Sans compter que les citoyens sont une fois de plus soumis à une liste administrative à la Prévert de lieux accessibles et non-accessibles, avec tout ce que cela comporte de cadrages-débordements bureaucratiques comme on ne sait que trop bien les pratiquer en France.

La question des données personnelles est également des plus préoccupantes. Même si la présentation d’une attestation de vaccination papier reste acceptée, le gouvernement encourage vivement l’utilisation de son application TousAntiCovid qui serait selon ses dires parfaitement sécurisée du point de vue des données sanitaires. Or plusieurs informaticiens spécialisés en cyber sécurité ont mis en garde récemment contre le fait que le pass serait en réalité une véritable « passoire » ou un « panier percé » en matière de protection des données.

Pour tout arranger, des sénateurs zélés ont déjà rendu un rapport appelant à la collecte et au partage des données personnelles de différentes applications (TousAntiCovid, Waze, OuiSncf, etc.) afin de pouvoir « mieux gérer » une prochaine crise sanitaire via des sms d’information, des rappels à l’ordre et jusqu’à des sanctions de blocage des comptes bancaires ou de désactivation d’un titre de transport pour les personnes qui violeraient les mesures de restriction.
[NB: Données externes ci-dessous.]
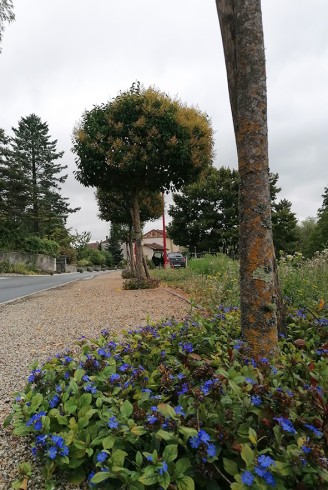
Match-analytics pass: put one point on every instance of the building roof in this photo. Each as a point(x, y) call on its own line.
point(154, 246)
Ah oui vraiment, quel brave new world en perspective ! Le risque de la pente glissante dans la surveillance rapprochée de masse s’avère de moins en moins hypothétique.
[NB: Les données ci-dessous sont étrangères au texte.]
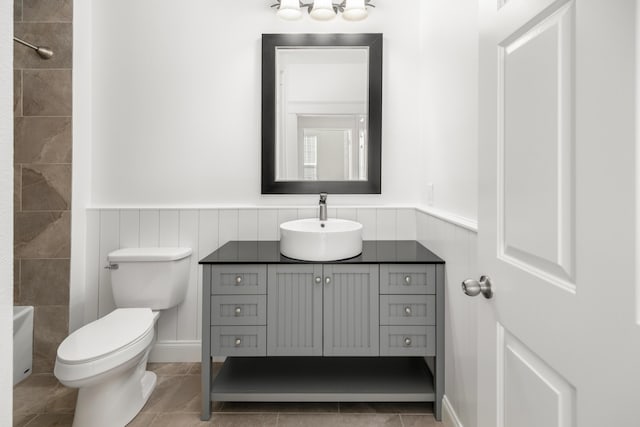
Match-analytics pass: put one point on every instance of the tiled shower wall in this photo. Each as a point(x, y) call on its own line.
point(42, 164)
point(203, 230)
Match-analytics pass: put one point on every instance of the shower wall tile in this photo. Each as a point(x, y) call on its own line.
point(46, 187)
point(42, 234)
point(56, 36)
point(17, 193)
point(42, 171)
point(47, 10)
point(17, 93)
point(17, 10)
point(16, 280)
point(50, 326)
point(44, 282)
point(46, 92)
point(42, 140)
Il est important de savoir en outre que la loi du 31 mai 2021 relative à la gestion de la sortie de crise sanitaire qui rend le pass sanitaire possible ne stipule nullement le seuil de 1 000 personnes. Il est donc tout à fait possible au gouvernement de décréter 800 ou 500 à sa guise. Je ne dis pas qu’il le fera, mais la loi est ainsi faite qu’elle donne un pouvoir discrétionnaire excessif à l’exécutif. 

Ajoutons que l’expérience que nous avons des lois antiterroristes successives – des lois élaborées pour nous protéger, elles aussi – tend à indiquer que tout ce qui est instauré à titre temporaire est généralement là pour durer. On l’a bien vu en 2017 avec la décision d’Emmanuel Macron d’intégrer dans le droit commun les principales dispositions de l’état d’urgence décrété par François Hollande en 2015.

Si tout cela est déjà très grave, le plus fondamental à mon sens reste que les libertés individuelles n’ont pas à être « organisées » comme le suggérait Emmanuel Macron. Elles sont, point. Toute autre configuration nous fait entrer dans un système illibéral où les notions de bien et de mal sont entièrement soumises à l’appréciation arbitraire et discrétionnaire des dirigeants.

En aucun cas le pass sanitaire ne peut être considéré comme un instrument de liberté. Outre qu’il rétablit une forme de discrimination hygiéniste qu’on pensait révolue, il constitue un instrument délibéré de coercition qui tend à obliger les personnes pas trop tentées par la vaccination (parce qu’elles sont jeunes et pas du tout à risque, par exemple) à se faire vacciner.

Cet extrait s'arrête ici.